Des négociations historiques en cours
Pour la première fois depuis l’avènement de la démocratie en Afrique du Sud, l’ANC, qui a obtenu moins de 50% des voix lors des élections parlementaires, doit composer avec la réalité d’une coalition politique. Cette situation inédite soulève des enjeux majeurs et suscite de nombreuses spéculations parmi les observateurs politiques.
Diverses possibilités à considérer
- **Alliance démocratique** : Certains analystes affirment que l’ANC pourrait envisager une collaboration avec l’Alliance démocratique.
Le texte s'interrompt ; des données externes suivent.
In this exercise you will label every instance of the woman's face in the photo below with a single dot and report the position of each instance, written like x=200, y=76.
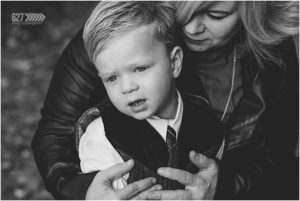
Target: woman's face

- **EFF et MK** : D’autres alternatives incluent le rapprochement avec des partis tels que l’EFF de Julius Malema ou le MK de l’ex-président Jacob Zuma, tous deux détenant un nombre significatif de sièges au parlement.
- **Autres partenaires potentiels** : Des discussions ont également été amorcées avec des partis comme l’Alliance patriotique, ouvrant ainsi de nouvelles perspectives pour la formation d’une coalition gouvernementale.
Avec ses 159 sièges à l’Assemblée nationale, l’ANC détient une position dominante mais doit jongler avec les divergences internes de ses 87 membres au comité exécutif. Les décisions prises dans les jours à venir impacteront directement la composition et la direction du prochain gouvernement sud-africain.
Un avenir politique sous tension
L’échéance de la nomination du prochain chef de l’État approche rapidement, ce qui intensifie les pressions sur l’ANC pour trouver un terrain d’entente et former une coalition viable tout en préservant son influence politique et ses ambitions futures.